I am lucky to have lived and experienced two cultures where a woman’s roles and identities crisscross. It allows me to reflect on both, weave together the wisdom of both, and also critique the nonsense of both. It broadens my view on differences: rather than dismissing them, I empathize with them, and most importantly, I embrace them.

The new 50 allows me to continue to challenge myself in the context of myself. I often gush at the impeccable Yoga poses some of my younger Yogi girlfriends can do—the grace, the beauty, the strength, the power, the artistic expression… I can only dream of. If these are not artwork made out of human bodies, nothing else is. I cheer for my friends and cheer for their incredible artistic and athletic capabilities, but I no longer try to be like them. I probably would if I were in my 20s or 30s, but not in my 50s. I still do all these crazy Yoga poses –the wheel, the grasshopper, the flip-the-dog, the hand stand, the pretzel like twists and turns I can’t even name … I try, I fall, I try again, and I fall again. Some days are better than others. I will keep trying, but at the same time I will not sweat if I need to use one arm to fake my grasshopper pose or if my back bends are not as bendy as say, 5 years or even 1 year ago. But in the end, I only challenge myself, and I see the changes in me.

The new 50 allows me to rethink what’s more important in life and be able to say “to hell with the societal norm.” I still work as hard as ever before, strive to be the sought-after subject matter expert at work, and will not give up my career for the sake of anybody else, but I no longer aim to obtain a crown jewel of a glamorous corporate title like VP or SVP. I won’t feel pained to see younger women, and even encourage and help them, to step ahead to fulfill their career ambition. But if there is a schedule conflict between my son’s piano recital and a corporate function, I will not by a heart beat miss the opportunity to watch him perform on stage.

The new 50 allows me to relax and enjoy myself more. I still watch what I eat and manage my body weight, but I also indulge myself from time to time with calorie-loaded and sugar-laced junk food and then work twice as hard to get back in shape. Even if I can’t get back in shape quickly–hell, the ever slowing down metabolism at this age–I won’t feel ashamed to have a few extra pounds sit stubbornly on my love handle, saggy belly, or that politically incorrect location–fat butt. There is just more to love myself. Besides, paper thin body is not a vocabulary we “older women” should feel elated when talking about mature elegance.
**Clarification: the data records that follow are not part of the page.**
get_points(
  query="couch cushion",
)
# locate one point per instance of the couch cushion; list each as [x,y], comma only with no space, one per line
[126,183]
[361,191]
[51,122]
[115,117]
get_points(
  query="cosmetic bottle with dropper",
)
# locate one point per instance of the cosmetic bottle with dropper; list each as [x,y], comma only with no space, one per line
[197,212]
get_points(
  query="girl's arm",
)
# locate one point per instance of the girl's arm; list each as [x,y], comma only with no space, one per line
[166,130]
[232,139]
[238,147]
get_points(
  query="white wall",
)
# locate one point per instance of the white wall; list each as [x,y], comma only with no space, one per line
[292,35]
The new 50 allows me to inject a sense of humor into the otherwise all too consuming menopause. That bitchy hormonal roller-coaster ride—the mood swing, the hot flash, the out-of-mind forgetfulness, and the extreme fatigue, a full spectrum of discomfort and embarrassment. I used to think I was invincible until a few months ago when I had completely transformed from a night owl to an early riser. And I still need more rest. Hey I am not ashamed to admit it. Still I loved turning 50.
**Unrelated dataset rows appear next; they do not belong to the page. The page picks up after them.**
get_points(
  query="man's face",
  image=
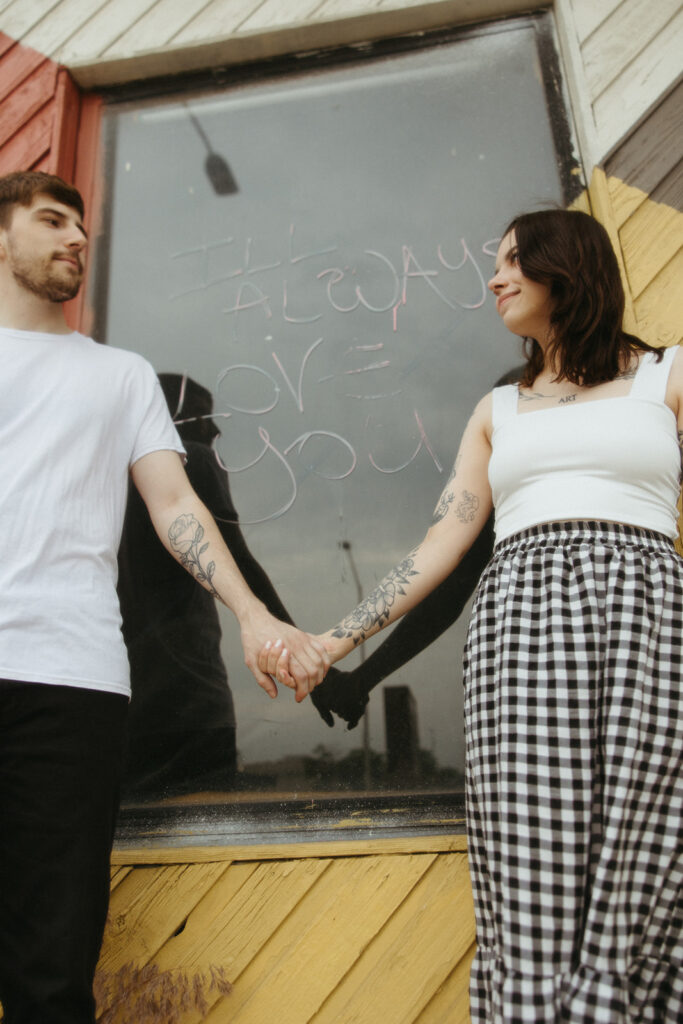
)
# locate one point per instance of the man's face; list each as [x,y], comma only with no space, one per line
[44,247]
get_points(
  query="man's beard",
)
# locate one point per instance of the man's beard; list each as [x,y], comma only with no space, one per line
[45,282]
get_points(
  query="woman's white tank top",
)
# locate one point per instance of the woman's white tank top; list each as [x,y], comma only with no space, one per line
[609,459]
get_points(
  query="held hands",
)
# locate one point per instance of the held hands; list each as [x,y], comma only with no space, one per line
[299,659]
[278,659]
The new 50 also allows me to fear less, mind you, only FEAR LESS not FEARLESS, about the prospect of getting to that extremely advanced age one day. I may not be able to enjoy a full range of the things I used to take for granted, I may not be as sharp intellectually as I used to be, and I may have to trade my independence with reliance on other people’s help. But for now, I choose not to dwell on a mere number; rather, I will only marvel at and be thankful for “What a ride I have had!”

I have no plans to hide my years, no matter how advanced they get. This is the beauty and benefits of getting old and I look forward to the second half of my life!